Fast-Approaching Deadlines
The VA has set an aggressive timeline for implementing its new policy. The first deadline is this Tuesday– April 26, 2016. By this date, pharmaceutical manufacturers must submit their Non-Federal Average Manufacturer’s Price (“Non-FAMP”) calculations to the VA’s Office of Pharmacy Benefits Management Services (“PBM”) for TAA non-compliant drugs.
By May 6, 2016, manufacturers currently holding VA FSS contracts must submit a Request for Modification (“RFM”) to add non-TAA compliant products to their existing FSS contracts. Additionally, these contractors must execute a mass modification, which includes a “Trade Agreements Act Non-Availability Determination Request Letter”. This letter requires contractors to list all non-TAA compliant covered drugs and verify that their currently marketed National Drug Codes (“NDC”) have no TAA compliant versions, including authorized generics. The Contracting Officer may then make a non-availability determination based on this statement and its representations in the System for Award Management (“SAM”).

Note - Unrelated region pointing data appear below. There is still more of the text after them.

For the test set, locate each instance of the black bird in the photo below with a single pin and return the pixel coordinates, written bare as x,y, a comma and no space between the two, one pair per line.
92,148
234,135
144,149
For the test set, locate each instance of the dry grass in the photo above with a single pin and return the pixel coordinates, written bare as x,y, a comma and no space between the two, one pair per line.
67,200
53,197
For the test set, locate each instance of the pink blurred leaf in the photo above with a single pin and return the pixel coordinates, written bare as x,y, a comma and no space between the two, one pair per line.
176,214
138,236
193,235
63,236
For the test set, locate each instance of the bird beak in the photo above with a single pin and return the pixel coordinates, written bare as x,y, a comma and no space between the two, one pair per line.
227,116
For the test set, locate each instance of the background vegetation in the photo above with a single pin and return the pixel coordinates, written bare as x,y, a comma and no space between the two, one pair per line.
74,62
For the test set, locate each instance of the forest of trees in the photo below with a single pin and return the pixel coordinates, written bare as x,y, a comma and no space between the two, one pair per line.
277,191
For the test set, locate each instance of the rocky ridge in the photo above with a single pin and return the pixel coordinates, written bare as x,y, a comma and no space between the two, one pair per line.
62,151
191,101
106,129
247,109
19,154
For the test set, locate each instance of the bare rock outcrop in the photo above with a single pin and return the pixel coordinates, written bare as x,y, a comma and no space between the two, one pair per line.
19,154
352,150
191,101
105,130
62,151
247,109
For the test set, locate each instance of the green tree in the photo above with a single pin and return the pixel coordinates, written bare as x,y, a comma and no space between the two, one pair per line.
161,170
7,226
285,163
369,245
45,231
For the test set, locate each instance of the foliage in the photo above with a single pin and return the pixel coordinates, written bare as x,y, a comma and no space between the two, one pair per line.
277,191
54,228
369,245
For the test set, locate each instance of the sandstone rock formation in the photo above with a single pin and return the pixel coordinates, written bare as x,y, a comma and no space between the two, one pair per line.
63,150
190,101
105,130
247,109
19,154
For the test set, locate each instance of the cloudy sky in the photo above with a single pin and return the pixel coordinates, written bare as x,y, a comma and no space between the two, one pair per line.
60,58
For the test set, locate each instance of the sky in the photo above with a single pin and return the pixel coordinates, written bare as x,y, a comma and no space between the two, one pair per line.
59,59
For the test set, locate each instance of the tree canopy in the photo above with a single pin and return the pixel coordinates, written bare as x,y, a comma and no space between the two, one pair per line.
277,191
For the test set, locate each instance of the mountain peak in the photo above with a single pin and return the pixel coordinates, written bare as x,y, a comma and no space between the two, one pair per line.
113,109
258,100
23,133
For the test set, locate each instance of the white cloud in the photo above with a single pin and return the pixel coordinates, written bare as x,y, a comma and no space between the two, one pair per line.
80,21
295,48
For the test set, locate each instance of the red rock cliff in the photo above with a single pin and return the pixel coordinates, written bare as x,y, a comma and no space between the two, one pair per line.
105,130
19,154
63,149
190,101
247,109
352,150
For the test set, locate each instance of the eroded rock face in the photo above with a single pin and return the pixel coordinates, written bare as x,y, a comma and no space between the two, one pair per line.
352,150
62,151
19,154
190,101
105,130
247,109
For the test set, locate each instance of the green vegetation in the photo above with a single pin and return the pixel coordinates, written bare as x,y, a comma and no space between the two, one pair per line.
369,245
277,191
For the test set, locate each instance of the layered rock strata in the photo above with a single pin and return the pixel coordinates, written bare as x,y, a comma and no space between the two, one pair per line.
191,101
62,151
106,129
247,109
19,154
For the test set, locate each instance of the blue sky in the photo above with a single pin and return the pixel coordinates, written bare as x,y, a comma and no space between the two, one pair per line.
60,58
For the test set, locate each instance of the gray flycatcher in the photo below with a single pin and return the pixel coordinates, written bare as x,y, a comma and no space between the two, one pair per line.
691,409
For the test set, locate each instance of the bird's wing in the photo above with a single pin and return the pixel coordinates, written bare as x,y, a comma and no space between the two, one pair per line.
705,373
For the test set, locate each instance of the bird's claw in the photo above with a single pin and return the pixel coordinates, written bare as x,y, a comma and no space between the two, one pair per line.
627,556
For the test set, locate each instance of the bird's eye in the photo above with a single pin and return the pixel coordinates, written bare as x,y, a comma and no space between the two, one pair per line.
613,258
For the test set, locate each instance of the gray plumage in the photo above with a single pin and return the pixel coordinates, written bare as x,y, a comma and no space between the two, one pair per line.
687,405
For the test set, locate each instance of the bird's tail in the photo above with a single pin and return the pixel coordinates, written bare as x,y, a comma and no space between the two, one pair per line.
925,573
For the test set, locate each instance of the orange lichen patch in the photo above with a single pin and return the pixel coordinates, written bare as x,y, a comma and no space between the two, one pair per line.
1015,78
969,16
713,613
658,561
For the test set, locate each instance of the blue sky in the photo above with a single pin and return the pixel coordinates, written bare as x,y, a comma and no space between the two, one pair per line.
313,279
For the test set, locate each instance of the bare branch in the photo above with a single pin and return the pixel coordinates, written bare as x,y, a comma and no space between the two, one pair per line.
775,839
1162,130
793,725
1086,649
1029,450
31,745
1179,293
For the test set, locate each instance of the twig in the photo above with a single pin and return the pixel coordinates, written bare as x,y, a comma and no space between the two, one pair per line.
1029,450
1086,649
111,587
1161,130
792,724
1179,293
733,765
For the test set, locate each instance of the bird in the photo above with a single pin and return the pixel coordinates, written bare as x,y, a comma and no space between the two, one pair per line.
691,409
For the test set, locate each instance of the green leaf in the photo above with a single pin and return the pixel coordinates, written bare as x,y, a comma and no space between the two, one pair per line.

Manufacturers without a VA FSS contract, likely because their only covered drugs are TAA non-compliant, are required to at least enter into Interim Agreement (“IA”) by the May 6, 2016. The purpose of the IA is to require the manufacturer to make its covered drugs available to the Government while negotiating a VA FSS contract – a process that can take several months.
All TAA non-compliant drugs must be on an existing FSS 65 IB contract or a new IA by June 6, 2016.
Impact on Manufacturers
This change in VA policy should be music to the ears of pharmaceutical companies that manufacture covered drugs in China, India and other non- designated countries. By adding these products to VA FSS contracts, these manufacturers will have the opportunity for increased sales to various VA hospitals and other Government purchasers.
However, the VA’s ambitious deadlines may prove challenging for some manufacturers. Manufacturers that are not already calculating Non-FAMP pricing information for TAA non-compliant drugs will need to perform these calculations right away. Additionally, if a manufacturer prefers to dual-price, a calculation option under 38 U.S.C. 8126 that allows for the Big 4 (VA, Department of Defense, Public Health Service and Coast Guard) to be provided a lower price than other federal purchases under the FSS, it will likely require additional time and effort to negotiate the dual pricing under the FSS. Because the new guidance provides no information on the impact of failing to make these deadlines, manufacturer should make every effort to meet these deadlines and alert the VA of its compliance efforts if a deadline may be missed.